Ya, namanya Kurapika. Mau apa dia? Pertanyaanku terjawab. Kurapika mendekati Gon dan menyelimuti badannya. Ia lalu melihat ke arah jendela kemudian berjalan mendekatinya. Pertanyaanku yang sebelumnya kini terjawab kembali. Sinar rembulan masuk melalui celah antara jendela dan dirinya. Menandakan ini sudah malam. Oh, aku pasti telah mengganggu Gon kalau begini.
Aku memejamkan mataku. Merasakan penyesalan karena telah mengganggu Gon. Padahal dia pasti mau tidur di kasurnya kembali, namun gara-gara aku dia terpaksa tidur di mejanya. Mana sudah malam. Perkiraanku ini pasti sudah jam 10 malam. Kalau begitu anggapanku yang berkata aku tidak sadar salaam satu jam salah besar. Buktinya ketika aku pingsan setelah menolong Gon matahari masih ada. Dan sekarang matahari sudah berganti bulan.
Kembali ku buka mataku sedikit. Oh tidak! Kenapa Kurapika berjalan kearahku? Dengan cepat kututup kembali mataku. Apapun yang akan dilakukan Kurapika aku hanya Lilahita'ala. Terserahlah. Palingan juga cuma mau menaikkan selimutku.
"Aduh!" Teriakku dengan penuh kesakitan. Dasar Kurapika! Mau apa juga dia menempelka obat salep kepanas itu kelukaku? Gara-gara dia aku jadi kesakitan nih. Dan tampaknya gara-gara aku dia jadi terkejut tuh.
"Maafkan aku Killua. Kupikir kau masih tidur." Kurapika cepat-cepat minta maaf padaku. Terlihat sekali kalau dia menyesal.

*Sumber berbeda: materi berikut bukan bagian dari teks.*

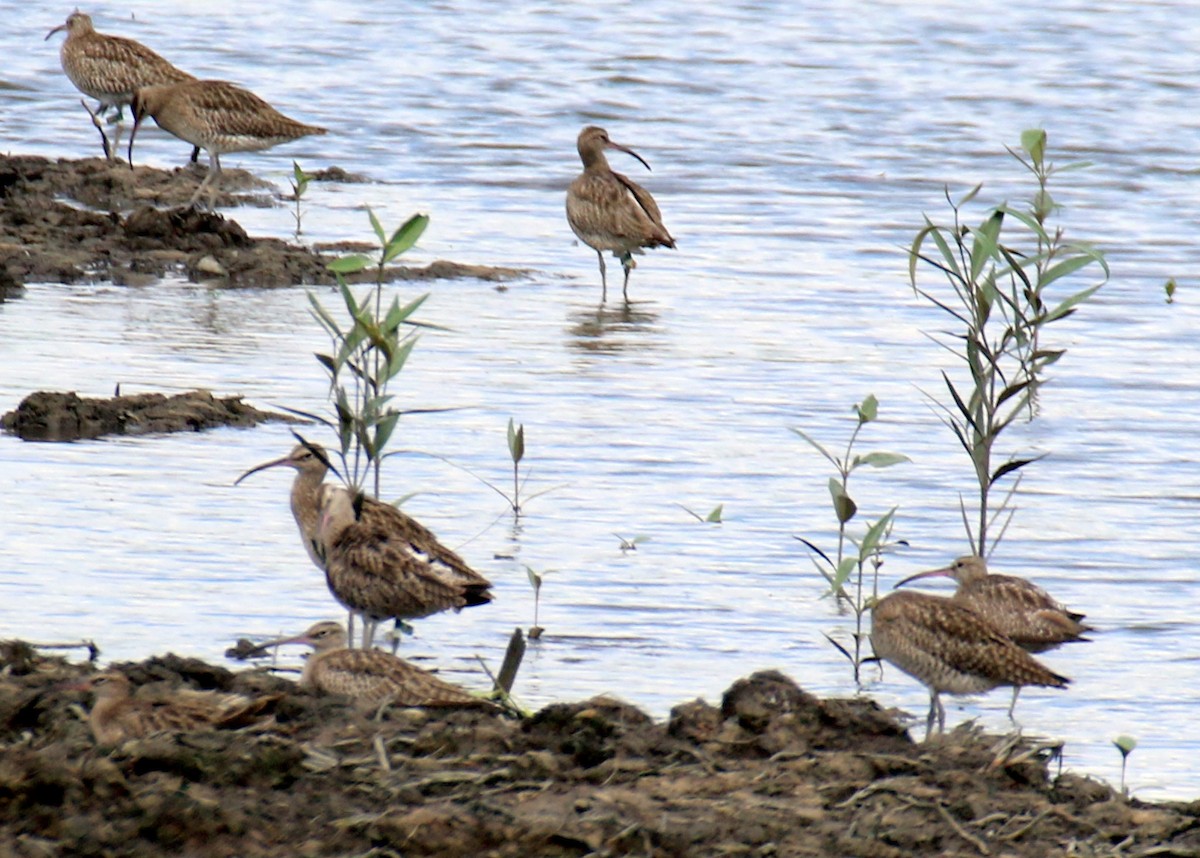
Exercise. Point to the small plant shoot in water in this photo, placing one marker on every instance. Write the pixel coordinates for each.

"Tak masalah." Aku membohonginya. Namun Kurapika tetap meminta maaf.
"Tapi Killua sekali lagi aku minta maaf."
"Iya. Kan sudah ku maafkan!" gerutuku mulai kesal.
"Yah, habis aku kan mengganggu tidurmu dengan menempalkan obat yang-"
"tak masalah kok. Memang aku dari tadi belum tidur." Eits! Sialan! Aku menutup mulutku dengan tangan kananku. Akhirnya karena aku sendiri rahasiaku terbongkar. Rahasia kalau aku daritadi tidak tidur lagi. Pasti Kurapika sadar kalau aku daritadi mengawasinya.
"Hmm." Kurapika tersenyum. Menambah manis wajahnya. Waduh, gak senyum aja kayak cewek, apalagi kalau senyum. Hatiku langsung meleleh karena hal itu (kalau udah bercanda lagi kayak gini deh! ,)
Dengan pelan tapi pasti, membuatku terkejut dan hampir saja jantungan, Kurapika menempelkan obat itu kembali. Namun kali ini rasanya tidak seperih yang tadi. Kalau yang tadi sih, perih banget. Bahkan ada rasa panasnya ketika sampai kulit serasa terbakar gitu (lebay banget!)
Apa mungkin ini Karena senyuman Kurapika? Masa' sih? Ibuku saja kalau senyum gak banyak pengaruh (Ibu Killua kapan tersenyum terakhir kalinya ya?)
"Semoga cepat sembuh ya Killua." Ucap Kurapika disertai senyuman yang tadi sambil melepaskan tangannya dan membiarkan obat tadi menempel di pipiku yang memar karena dipukul preman yang menyerang Gon. Kenapa aku menolong Gon ya? ah, masa bodoh.
Yang kuingat sekarang, para preman itu telah diamankan oleh pihak yang berwajib alias polisi. Kembali saat Kurapika tersenyum padaku. Ini kan cerita tentangku jadi suka-suka aku.
Aku masih terpaku menatap Kurapika, membuat Kurapika jadi tidak enak di dalam kamar tersebut. Dengan tenang Kurapika menghentikan senyumannya. Lalu melirik ke arah Gon. Syukurlah Gon tidak tau.
Dan dengan cepat Kurapika berjalan menuju pintu. Berhenti sebentar lalu menoleh ke dalam kamar. Dengan manja dia tersenyum, membuat wajahku jadi panas. Kemudian berkata "Selamat malam, ya!"
Aku tau senyuman itu bukan untukku. Karena saat itu, memang yang terakhir dilihatnya adalah aku, namun saat dia mengucapkan selamat malam yang dilihatnya adalah Gon.